O projeto tem como público alvo os habitantes das 13 terras públicas selecionadas, as associações de povos e comunidades indígenas e tradicionais situadas nessas terras, com suas respectivas lideranças, associados e pessoal técnico, municipalidades e representações locais e regionais de órgãos governamentais estaduais e federais envolvidos com a gestão das terras públicas, além das organizações locais e regionais de apoio que tratam de assuntos relacionados ao projeto na sua área geográfica de abrangência.

Atividades

As atividades visam gerar alternativas de desenvolvimento socialmente justo e sustentável da região por meio do fortalecimento da capacidade organizacional de associações locais e municipalidades, fornecendo tanto informações sobre os custos efetivos do desmatamento e de usos alternativos das terras e dos recursos naturais, quanto treinamentos básicos sobre monitoramento da conservação da biodiversidade e manejo de recursos naturais. Um dos focos do projeto é a cooperação entre povos e comunidades locais da floresta para gerar oportunidades de diálogo entre diferentes sistemas de conhecimento do meio ambiente, e o apoio às iniciativas inovadoras que logrem estabelecer relações benignas entre povos indígenas, agroextrativistas e agentes governamentais.

As atividades serão desenvolvidas em escala regional no sul do Amazonas, nordeste de Rondônia e noroeste de Mato Grosso, incidindo tanto em UCs que se tornaram focos de uma nova abordagem à conservação da biodiversidade e à proteção da floresta promovida por seus residentes, quanto em Terras Indígenas nas quais têm-se caminhado na direção de conceber planos de gestão para os seus territórios.

Resultados esperados

  • Aumento da participação da sociedade civil, comunidades indígenas e tradicionais no planejamento e gestão no uso da terra;
  • Ampliação das boas práticas de gestão ambiental e territorial em terras públicas;
  • Crescimento das oportunidades para o uso sustentável dos recursos naturais em terras públicas.

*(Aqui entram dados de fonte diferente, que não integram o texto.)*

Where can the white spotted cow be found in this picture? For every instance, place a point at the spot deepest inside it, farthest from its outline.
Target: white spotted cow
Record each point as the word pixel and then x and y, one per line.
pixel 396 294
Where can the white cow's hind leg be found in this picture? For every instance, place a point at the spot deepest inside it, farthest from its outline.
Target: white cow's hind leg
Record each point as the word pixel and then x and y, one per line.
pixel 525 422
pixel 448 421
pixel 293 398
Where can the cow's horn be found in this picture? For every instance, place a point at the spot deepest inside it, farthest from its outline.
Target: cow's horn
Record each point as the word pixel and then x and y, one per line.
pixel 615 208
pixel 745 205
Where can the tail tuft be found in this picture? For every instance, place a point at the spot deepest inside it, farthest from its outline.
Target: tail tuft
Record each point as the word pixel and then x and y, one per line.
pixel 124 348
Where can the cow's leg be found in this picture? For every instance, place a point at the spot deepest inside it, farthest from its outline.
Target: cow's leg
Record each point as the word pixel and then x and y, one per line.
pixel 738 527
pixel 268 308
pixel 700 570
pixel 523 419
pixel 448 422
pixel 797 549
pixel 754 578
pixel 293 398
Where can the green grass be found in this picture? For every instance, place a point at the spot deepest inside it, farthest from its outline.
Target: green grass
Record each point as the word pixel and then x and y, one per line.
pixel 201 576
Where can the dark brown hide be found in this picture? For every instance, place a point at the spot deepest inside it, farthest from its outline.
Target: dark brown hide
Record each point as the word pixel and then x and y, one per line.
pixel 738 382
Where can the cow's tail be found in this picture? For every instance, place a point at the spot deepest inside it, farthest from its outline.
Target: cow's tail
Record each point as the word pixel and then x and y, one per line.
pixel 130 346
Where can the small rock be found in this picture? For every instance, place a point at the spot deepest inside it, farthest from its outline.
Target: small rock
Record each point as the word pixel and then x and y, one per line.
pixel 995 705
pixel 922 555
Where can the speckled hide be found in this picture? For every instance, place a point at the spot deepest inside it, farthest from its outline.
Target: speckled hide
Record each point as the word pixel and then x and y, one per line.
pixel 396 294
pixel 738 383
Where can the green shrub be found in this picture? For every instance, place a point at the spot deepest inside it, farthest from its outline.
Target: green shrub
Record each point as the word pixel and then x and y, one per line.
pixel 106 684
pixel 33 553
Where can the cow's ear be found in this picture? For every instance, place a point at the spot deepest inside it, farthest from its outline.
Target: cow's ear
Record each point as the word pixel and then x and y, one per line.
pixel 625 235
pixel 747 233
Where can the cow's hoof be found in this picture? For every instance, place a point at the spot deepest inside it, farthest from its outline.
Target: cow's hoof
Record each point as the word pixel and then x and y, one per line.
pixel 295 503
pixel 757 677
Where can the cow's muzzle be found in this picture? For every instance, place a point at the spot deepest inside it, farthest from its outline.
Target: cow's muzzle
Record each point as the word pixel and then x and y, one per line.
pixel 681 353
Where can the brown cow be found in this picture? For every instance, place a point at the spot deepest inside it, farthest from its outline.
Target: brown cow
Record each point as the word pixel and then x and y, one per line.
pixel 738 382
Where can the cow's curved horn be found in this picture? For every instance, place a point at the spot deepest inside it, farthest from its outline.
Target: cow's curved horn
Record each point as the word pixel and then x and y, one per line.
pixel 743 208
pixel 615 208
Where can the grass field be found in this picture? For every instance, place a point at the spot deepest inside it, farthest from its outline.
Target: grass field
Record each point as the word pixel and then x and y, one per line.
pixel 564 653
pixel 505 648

Desenvolvimento do projeto

O projeto dá continuidade e aprofunda ações estratégicas já em desenvolvimento por organizações parceiras em projetos anteriores e em outros projetos em andamento. Nesse sentido, destacamos a realização do Encontro de Conselheiros Extrativistas do Sul do Estado do Amazonas, liderada pelo Conselho Nacional das Populações Extrativistas (CNS), com o apoio do IEB (através do Fortis Projeto BR-319, financiado pela Fundação Moore, que fornece fundos correspondentes para este projeto). Realizado entre os dias 9 e 11 de novembro, no município de  Lábrea, Amazonas, o encontro reuniu 50 líderes comunitárias que representam os conselhos gestores de quatro Reservas Extrativistas e três Florestas Nacionais, bem como convidados da região e equipe técnica do Instituto Chico Mendes de Conservação da Biodiversidade (ICMBio).

O encontro fez parte de uma série de eventos promovidos por movimentos sociais na Amazônia para discutir e analisar o processo de gestão das unidades de conservação (UCs). Resultou na Carta Lábrea: Um apelo da floresta do sul do Amazonas e de Rondônia do Norte, dirigida à Comissão Inter-ministerial criada para lidar com questões de gestão participativa de UCs na Amazônia. A carta continha avaliações, sugestões e propostas para melhorar a gestão territorial das UCs​​. Este documento teve um impacto significativo em vários fóruns, como o Seminário V Brasileiro de Áreas Protegidas e Inclusão Social, em novembro de 2011, em Manaus.